Research and analysis

Metaketa Initiative (Community Policing) (HTML)

Published 18 February 2022

1. Metaketa Initiative (Community Policing)

Tested community policing interventions in six developing countries, reaching an estimated 9 million people and measuring impacts on:

  • Community attitudes toward police
  • Community cooperation with the police
  • Police attitudes and behaviours
  • Crime

2. Methodology

  • Randomised controlled trials were conducted in and coordinated across six sites: Brazil, Colombia, Liberia, Pakistan, the Philippines, Uganda.
  • Interventions were implemented by local police agencies to ensure community policing interventions were locally appropriate. Common elements across all sites included town hall meetings and the introduction of foot patrols.
  • Trials leveraged both survey and administrative data.
  • The coordinated evaluations produced stronger, more robust evidence than an evidence synthesis from a similar number of uncoordinated evaluations might have. Coordination helped FCDO better understand where and why such interventions work, and better predict where and why it could work in the future.

3. Findings

The community policing Metaketa showed little impact from the intervention on the outcomes of interest.

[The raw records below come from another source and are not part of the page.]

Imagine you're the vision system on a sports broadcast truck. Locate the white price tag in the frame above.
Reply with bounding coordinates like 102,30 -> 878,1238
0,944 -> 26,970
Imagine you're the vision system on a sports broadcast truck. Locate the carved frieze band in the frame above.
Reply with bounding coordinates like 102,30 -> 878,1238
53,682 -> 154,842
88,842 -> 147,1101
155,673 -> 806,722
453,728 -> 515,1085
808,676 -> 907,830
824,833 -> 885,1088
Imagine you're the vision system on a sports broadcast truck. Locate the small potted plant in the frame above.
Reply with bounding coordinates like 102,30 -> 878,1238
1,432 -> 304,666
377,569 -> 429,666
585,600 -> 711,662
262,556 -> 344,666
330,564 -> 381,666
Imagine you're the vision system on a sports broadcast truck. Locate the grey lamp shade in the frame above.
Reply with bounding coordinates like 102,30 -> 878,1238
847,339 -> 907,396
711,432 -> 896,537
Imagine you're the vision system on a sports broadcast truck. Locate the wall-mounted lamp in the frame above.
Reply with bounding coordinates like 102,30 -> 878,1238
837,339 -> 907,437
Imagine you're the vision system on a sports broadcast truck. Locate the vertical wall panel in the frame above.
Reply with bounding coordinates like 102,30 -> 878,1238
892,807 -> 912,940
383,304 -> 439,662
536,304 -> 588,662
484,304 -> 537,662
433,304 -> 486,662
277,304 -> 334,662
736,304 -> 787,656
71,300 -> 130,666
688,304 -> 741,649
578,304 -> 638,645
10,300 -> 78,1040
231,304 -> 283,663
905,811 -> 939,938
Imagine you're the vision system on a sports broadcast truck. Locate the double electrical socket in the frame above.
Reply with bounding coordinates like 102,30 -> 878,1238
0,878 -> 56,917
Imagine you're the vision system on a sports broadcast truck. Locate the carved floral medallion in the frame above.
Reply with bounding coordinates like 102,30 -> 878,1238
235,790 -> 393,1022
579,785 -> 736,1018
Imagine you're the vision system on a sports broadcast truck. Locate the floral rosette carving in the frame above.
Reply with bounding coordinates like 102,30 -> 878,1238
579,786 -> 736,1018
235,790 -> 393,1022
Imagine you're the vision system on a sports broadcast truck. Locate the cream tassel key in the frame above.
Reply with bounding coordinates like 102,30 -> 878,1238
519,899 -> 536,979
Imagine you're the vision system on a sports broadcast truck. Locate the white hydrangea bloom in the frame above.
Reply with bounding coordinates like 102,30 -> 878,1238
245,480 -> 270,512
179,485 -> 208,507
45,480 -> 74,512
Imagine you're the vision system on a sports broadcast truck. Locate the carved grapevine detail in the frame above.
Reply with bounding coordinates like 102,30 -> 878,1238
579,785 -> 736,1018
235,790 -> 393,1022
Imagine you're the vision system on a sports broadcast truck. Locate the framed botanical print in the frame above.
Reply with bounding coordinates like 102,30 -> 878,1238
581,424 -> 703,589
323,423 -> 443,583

  • Crime was not reduced. “In the main analysis, the authors detect no evidence that community policing affected crime victimisation or police abuse as measured by both surveys and administrative data.” EGAP Policy Brief
  • Citizen’s attitudes did not improve. “Community policing does not appear to affect citizens’ perceptions of insecurity, perceptions of the police, or willingness to cooperate with the police.” EGAP Policy Brief.
  • While treatment areas saw greater levels of community policing activity (as was expected), interventions were often implemented unevenly and incompletely.

The authors conclude that national governments should proceed with caution if adopting the community policing model, unless structural constraints or operational practices within the police are also addressed.

4. Impacts:

  • An Associate Director of the leading global research centre J-PAL described community policing as “an area with very little rigorous evaluation” and that Metaketa “offers a major expansion in the experimental evidence base”.
  • The authors identify several possible reasons why their community policing interventions were ineffective, including: misaligned officer incentives (which prioritised high-profile crimes over ‘lesser’ crimes like fraud, abuse, or harassment), and high officer turnover (which reduced rapport with the public). Policymakers may wish to target these structural elements to further improve policing. EGAP Policy Brief
  • The results have been widely shared, including five well attended webinars with attendance from the UK and US governments, policy makers and practitioners worldwide. Viewing figures are in the thousands. There has been strong social media engagement with the tweets promoting the journal article, sharing the evidence further.

5. Next steps

  • The results will be used to inform evidence-driven policy guidelines, such as through The Committee on Law and Justice of The National Academies of Sciences, Engineering, and Medicine’s ad hoc committee on policing institutions, police practices and capacities, and police legitimacy in the international context.